The idea of the dish was better than the passably tasty dish itself, but the sauce complemented the pork and shrimp nicely. When I tasted each component individually, I found the shrimp to be tough and the pork and pancake to be dry. The accompanying mint was delightfully fresh and unblemished. Some of the herb’s tough stem, however, was left on the leaf, which was unpleasant to eat.
Vietnamese food combines five fundamental taste elements: spicy, sour, bitter, salty and sweet, and the second main dish — Cá Kho Tộ, Catfish in a Clay Pot for $8.95 — exemplified this. The clay pot retained heat and moisture and, along with the catfish’s high fat content, made the braised fish so tender it practically melted in my mouth.

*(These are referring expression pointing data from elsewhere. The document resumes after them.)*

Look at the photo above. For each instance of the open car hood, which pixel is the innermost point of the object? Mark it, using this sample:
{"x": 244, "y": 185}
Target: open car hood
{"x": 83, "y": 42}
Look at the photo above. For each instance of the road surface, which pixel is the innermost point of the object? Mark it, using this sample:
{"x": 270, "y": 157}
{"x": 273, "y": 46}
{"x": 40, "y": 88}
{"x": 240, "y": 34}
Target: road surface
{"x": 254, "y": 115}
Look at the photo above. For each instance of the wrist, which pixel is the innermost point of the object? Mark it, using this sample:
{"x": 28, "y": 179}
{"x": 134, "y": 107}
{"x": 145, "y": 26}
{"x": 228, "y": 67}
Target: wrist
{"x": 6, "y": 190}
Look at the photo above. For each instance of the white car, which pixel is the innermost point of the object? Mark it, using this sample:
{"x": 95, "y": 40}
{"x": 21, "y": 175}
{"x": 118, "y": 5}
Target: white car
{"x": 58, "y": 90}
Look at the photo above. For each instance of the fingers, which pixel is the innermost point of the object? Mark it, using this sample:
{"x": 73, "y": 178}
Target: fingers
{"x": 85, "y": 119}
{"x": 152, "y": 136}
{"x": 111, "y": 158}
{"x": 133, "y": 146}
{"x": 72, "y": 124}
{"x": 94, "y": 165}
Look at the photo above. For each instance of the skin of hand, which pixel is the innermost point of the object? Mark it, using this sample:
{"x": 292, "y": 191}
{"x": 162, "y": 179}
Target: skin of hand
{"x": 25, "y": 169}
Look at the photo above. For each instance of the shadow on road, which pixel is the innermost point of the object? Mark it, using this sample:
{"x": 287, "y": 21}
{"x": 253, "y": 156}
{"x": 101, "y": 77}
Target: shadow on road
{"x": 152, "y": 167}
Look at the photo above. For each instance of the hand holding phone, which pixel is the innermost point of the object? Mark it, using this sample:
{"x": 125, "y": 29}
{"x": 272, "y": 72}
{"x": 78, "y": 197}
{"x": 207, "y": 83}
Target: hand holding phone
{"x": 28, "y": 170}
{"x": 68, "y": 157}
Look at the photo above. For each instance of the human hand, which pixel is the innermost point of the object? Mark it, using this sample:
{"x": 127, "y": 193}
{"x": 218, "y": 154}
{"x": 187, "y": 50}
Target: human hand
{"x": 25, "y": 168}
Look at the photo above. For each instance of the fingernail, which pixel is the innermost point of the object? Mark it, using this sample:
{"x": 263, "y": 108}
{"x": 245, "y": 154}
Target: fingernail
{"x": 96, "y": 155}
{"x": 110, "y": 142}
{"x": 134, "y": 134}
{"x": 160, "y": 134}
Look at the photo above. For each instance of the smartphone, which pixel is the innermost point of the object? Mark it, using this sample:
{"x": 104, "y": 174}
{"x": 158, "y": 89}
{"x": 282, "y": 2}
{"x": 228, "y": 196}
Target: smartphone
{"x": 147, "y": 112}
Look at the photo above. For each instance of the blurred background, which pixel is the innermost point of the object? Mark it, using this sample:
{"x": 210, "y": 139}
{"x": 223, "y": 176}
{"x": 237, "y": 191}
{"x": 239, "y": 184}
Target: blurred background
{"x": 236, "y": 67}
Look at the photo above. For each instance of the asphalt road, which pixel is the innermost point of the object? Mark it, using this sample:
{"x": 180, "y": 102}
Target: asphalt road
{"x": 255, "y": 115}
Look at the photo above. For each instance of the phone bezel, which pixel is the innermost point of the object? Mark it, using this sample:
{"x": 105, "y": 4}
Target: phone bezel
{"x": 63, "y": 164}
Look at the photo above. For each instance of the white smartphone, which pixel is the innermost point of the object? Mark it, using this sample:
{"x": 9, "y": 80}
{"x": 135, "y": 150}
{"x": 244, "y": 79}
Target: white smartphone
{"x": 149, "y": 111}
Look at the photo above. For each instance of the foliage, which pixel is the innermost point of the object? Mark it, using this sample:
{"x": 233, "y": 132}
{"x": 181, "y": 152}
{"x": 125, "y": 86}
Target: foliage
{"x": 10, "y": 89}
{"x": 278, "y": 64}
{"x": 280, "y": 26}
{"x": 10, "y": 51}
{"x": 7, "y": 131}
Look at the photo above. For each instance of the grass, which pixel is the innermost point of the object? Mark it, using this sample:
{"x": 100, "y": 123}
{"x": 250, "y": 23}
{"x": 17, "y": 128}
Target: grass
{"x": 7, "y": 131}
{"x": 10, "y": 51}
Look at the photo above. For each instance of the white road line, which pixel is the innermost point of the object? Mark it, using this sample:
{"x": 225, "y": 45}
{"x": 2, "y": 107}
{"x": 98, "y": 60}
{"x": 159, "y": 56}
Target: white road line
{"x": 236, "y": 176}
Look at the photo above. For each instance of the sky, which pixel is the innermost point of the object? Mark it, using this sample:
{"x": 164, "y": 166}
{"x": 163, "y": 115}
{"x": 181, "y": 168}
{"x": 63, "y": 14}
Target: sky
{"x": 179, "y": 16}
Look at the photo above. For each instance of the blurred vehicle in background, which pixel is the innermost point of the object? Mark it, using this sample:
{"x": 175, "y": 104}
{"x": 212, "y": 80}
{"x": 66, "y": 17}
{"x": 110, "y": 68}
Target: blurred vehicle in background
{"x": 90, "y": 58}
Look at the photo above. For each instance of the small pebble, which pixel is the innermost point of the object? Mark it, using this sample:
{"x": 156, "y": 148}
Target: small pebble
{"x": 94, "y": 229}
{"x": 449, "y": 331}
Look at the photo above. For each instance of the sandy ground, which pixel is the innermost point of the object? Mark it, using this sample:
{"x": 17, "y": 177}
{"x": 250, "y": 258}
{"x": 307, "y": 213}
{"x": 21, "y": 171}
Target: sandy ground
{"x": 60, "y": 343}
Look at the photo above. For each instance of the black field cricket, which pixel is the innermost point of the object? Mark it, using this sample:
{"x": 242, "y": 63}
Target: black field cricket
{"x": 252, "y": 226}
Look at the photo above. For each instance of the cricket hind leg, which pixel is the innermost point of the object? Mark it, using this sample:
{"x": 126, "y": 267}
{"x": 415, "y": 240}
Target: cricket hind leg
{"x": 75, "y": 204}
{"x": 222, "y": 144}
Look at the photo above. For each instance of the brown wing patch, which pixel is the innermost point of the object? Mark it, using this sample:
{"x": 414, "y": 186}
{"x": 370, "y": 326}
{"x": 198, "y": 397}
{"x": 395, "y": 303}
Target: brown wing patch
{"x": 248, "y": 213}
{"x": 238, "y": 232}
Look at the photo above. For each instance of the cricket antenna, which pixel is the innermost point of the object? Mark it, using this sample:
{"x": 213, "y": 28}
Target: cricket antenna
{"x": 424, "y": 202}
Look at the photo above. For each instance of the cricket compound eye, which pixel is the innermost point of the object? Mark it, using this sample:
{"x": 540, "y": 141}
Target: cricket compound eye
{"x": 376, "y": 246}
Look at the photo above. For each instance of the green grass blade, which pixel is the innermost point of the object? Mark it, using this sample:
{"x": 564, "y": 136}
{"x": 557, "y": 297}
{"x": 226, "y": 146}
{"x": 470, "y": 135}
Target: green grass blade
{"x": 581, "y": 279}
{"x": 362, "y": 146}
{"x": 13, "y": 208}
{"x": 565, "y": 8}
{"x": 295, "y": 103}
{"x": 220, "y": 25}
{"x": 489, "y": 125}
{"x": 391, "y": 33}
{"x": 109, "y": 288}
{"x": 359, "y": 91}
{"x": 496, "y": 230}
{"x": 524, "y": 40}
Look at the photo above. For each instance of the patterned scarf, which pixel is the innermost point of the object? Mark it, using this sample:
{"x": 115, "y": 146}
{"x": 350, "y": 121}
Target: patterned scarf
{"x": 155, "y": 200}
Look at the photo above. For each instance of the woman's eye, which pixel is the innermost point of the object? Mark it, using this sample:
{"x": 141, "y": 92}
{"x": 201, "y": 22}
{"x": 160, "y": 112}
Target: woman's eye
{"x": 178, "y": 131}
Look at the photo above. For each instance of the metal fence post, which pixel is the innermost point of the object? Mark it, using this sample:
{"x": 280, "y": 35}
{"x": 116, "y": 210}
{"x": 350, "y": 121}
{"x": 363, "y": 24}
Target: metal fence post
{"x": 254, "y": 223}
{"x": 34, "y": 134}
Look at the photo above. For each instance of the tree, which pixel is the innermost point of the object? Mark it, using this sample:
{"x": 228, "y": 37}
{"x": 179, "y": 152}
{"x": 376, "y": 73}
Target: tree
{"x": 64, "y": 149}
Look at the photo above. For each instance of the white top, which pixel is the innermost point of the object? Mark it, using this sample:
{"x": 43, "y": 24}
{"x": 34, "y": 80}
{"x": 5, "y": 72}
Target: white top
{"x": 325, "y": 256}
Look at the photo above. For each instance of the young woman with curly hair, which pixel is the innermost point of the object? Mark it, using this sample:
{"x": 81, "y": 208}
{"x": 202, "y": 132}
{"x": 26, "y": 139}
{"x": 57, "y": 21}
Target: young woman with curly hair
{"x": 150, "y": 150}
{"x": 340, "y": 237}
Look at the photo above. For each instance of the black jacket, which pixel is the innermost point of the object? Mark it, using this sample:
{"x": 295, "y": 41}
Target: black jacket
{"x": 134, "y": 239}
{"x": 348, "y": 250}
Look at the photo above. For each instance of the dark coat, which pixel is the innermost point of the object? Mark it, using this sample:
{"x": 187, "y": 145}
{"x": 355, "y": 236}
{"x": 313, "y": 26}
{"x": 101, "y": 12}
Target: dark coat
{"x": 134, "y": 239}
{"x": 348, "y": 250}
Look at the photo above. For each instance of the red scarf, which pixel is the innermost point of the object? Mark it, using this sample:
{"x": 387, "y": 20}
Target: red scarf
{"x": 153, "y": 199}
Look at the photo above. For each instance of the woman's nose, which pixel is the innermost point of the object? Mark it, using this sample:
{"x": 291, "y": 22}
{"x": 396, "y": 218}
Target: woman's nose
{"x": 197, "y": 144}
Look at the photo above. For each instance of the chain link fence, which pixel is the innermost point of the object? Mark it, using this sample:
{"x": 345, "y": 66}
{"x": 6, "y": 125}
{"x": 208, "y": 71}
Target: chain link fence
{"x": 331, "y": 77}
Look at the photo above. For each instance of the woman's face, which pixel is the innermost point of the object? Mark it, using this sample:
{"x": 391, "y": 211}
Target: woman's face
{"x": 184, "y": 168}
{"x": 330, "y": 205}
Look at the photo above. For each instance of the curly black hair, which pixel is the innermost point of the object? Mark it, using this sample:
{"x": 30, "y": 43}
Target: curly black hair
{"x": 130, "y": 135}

The key to the clay pot is the caramelized sugar, which created a sweet and pleasantly burnt-tasting sauce — sauce so good I could’ve eaten it by itself. Flavored with plenty of chili, this dish is not for those scared of heat. The Cá Kho Tộ was served with rice, perfect for eating and soaking up the remaining sauce. If I hadn’t been so full, I’d have been apt to ask for another order.
New Century Vietnamese also has a beer and wine list and an additional extensive beverage list, ranging from Vietnamese coffee to salted lime juice to your standard soda. Fret not; there are dessert selections too. I had my eye on a pudding containing gingko nuts.
Although I cannot gauge the authenticity of the food compared to other restaurants, most New Century Vietnamese diners were Vietnamese.
For the price, New Century Vietnamese is a definite go-to. From the amiable service to the chopsticks they use — not the cheap take-out ones — the restaurant makes you feel comfortable from the get-go and in for a special and distinctive experience. You’re transported to Vietnam, well, at least for the few minutes it takes to scrape your bowl clean.